Treasure Bay Casino in Biloxi promoted golf through packages that paired their gaming and hotel property with Coast golf courses before Katrina. Now, director of marketing Kathy Santiago says the types of packages have not been determined as yet but the casino will re-introduce golf packages when its 249-room hotel opens this summer.

“Visitors can be sure that we are working with other businesses in the community to create a vacation getaway that will not be forgotten,” she said.

Golf packages are available year round, based on availability, at the IP Casino Resort in Biloxi, according to Liz Gilliam, sales manager. Spring packages are available with a variety of lodging, golf, food credit and gaming options.

The Grand Casino’s Grand Bear Golf Course has been open for several years and is one of the area’s most spectacular. The 18-hole, Jack Nicklaus Signature Course meanders over 650 acres through total land acreage of 1,746 acres and is built to co-exist in its natural habitat. Two rivers border the property that is off U.S. 49 in northern Harrison County. When this golf course reopened after Katrina, it opened as a public course with individual and corporate memberships available.

“When Jack Nicklaus designed Grand Bear Golf Course, his goal was to develop a world-class course with a layout that accentuated the natural beauty of its surroundings,” said Grand Casino communications manager Ali Bass. “Seven years after its opening, Grand Bear continues to exceed that goal, challenging players daily in a unique piney woods setting.”

She added that the course has received national recognition and numerous awards, most recently making the top 10 in Golfweek magazine’s Top 21 Casino Courses and the top 50 in the magazine’s Best Resort Golf Courses.

The Preserve is described as “18 holes of pure golf in a pristine setting” by the Palace marketing staff. The $20-million Jerry Pate-designed course is open to the public.

Chris Champagne, The Preserve’s head golf professional, says it’s significant that the course was designed by Pate, a winner of the U.S. Open Tournament, and a highly competitive golfer on the professional circuit. Pate is from Pensacola, Fla., and has designed several golf courses in the Southeast.

The Preserve is located on 245 acres near Vancleave in Jackson County on Mississippi 57. Champagne says it takes about 22 minutes to drive East on Interstate 10 from the Palace Casino Resort to The Preserve.

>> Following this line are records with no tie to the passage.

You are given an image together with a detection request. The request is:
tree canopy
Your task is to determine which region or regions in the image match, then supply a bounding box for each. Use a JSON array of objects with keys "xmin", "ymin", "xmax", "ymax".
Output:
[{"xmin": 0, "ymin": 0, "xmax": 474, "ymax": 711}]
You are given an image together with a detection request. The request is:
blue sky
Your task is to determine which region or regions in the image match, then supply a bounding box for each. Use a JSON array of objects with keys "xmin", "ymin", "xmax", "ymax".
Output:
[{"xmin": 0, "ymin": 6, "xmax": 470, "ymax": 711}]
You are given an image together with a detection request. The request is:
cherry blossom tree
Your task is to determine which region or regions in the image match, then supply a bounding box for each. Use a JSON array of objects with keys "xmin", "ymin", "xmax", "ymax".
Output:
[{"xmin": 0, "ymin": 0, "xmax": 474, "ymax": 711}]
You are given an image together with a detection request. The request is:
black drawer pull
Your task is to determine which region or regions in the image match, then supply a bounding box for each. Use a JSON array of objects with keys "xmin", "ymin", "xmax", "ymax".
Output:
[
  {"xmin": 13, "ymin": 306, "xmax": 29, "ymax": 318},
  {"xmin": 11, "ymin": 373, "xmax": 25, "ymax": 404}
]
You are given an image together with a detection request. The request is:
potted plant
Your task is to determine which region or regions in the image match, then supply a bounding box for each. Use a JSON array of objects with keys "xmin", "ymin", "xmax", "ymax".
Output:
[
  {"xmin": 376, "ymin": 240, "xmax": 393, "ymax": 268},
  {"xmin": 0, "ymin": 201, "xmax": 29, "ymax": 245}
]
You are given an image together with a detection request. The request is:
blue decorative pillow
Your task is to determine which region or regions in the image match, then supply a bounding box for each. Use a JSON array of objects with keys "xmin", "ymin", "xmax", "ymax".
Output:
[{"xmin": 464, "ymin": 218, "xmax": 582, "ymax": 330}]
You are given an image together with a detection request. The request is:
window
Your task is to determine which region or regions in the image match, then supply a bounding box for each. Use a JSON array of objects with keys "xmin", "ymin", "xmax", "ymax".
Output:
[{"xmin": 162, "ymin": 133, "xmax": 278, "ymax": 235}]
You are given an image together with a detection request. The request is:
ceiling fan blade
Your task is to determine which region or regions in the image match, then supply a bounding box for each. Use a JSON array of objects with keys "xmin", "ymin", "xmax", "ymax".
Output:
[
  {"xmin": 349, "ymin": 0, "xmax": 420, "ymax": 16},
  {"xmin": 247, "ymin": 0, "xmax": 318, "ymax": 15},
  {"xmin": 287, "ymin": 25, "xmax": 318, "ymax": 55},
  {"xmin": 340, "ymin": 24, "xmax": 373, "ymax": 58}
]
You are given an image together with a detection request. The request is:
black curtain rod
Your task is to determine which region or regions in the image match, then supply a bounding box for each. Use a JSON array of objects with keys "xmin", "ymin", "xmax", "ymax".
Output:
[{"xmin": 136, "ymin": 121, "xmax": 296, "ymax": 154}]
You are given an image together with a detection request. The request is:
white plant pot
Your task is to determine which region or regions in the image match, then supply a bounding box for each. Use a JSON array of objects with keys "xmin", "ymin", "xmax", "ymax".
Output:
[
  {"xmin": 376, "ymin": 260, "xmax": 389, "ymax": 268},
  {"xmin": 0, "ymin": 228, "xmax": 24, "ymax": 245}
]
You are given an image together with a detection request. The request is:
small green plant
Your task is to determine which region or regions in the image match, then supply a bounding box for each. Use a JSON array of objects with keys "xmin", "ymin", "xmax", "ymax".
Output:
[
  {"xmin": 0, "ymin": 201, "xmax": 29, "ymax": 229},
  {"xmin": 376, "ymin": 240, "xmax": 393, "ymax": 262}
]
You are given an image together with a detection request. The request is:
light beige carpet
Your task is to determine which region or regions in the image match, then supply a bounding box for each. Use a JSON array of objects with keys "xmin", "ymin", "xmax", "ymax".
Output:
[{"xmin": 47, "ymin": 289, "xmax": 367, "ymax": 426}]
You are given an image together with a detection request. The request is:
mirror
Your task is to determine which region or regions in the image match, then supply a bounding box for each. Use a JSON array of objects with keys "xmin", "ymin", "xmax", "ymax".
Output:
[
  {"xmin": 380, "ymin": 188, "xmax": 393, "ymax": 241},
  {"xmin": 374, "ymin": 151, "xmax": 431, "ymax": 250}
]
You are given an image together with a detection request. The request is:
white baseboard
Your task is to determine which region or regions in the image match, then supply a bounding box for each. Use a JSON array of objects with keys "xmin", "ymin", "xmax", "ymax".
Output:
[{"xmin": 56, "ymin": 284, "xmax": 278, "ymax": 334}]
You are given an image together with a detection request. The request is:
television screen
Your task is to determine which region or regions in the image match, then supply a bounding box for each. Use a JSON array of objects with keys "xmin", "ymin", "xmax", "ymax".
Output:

The golf course is surrounded by an additional 1,800 acres of dedicated nature preserve. The native surroundings of pitcher plant bogs, cypress swamps, long leaf pine savannah, live oak groves and native grass prairies were integrated into the design of the 18-hole, par-71 championship layout.

Because of the surrounding nature preserve, the new golf course has been granted membership in the Audubon International Signature Program. “That means the golf course will never have any homes or development around it,” Champagne said. “It will be nice for golfers to get on a course and not see any people or development; an escape from everyday life.”

The Audubon Society certified that The Preserve is protecting the natural habitat and wildlife, maintaining wetlands and that it is environmentally friendly. That stipulation requires that nothing be sprayed that will harm the environment.

Things are going well at the Beau Rivage’s Fallen Oaks golf course since its opening last November, according to the casino’s spokeswoman Mary Cracchiolo.

“Fallen Oaks has a pristine location along the DeSoto National Forest in Harrison County, a 20-minute drive north of the resort,” she said. “Noted golf architect Tom Fazio and his talented staff crafted a course from the 510-acre site that golfers call a work of art.”

Located off Mississippi 15 in Saucier, Fallen Oaks features 7,516 yards of golf from the longest tees for a par of 72.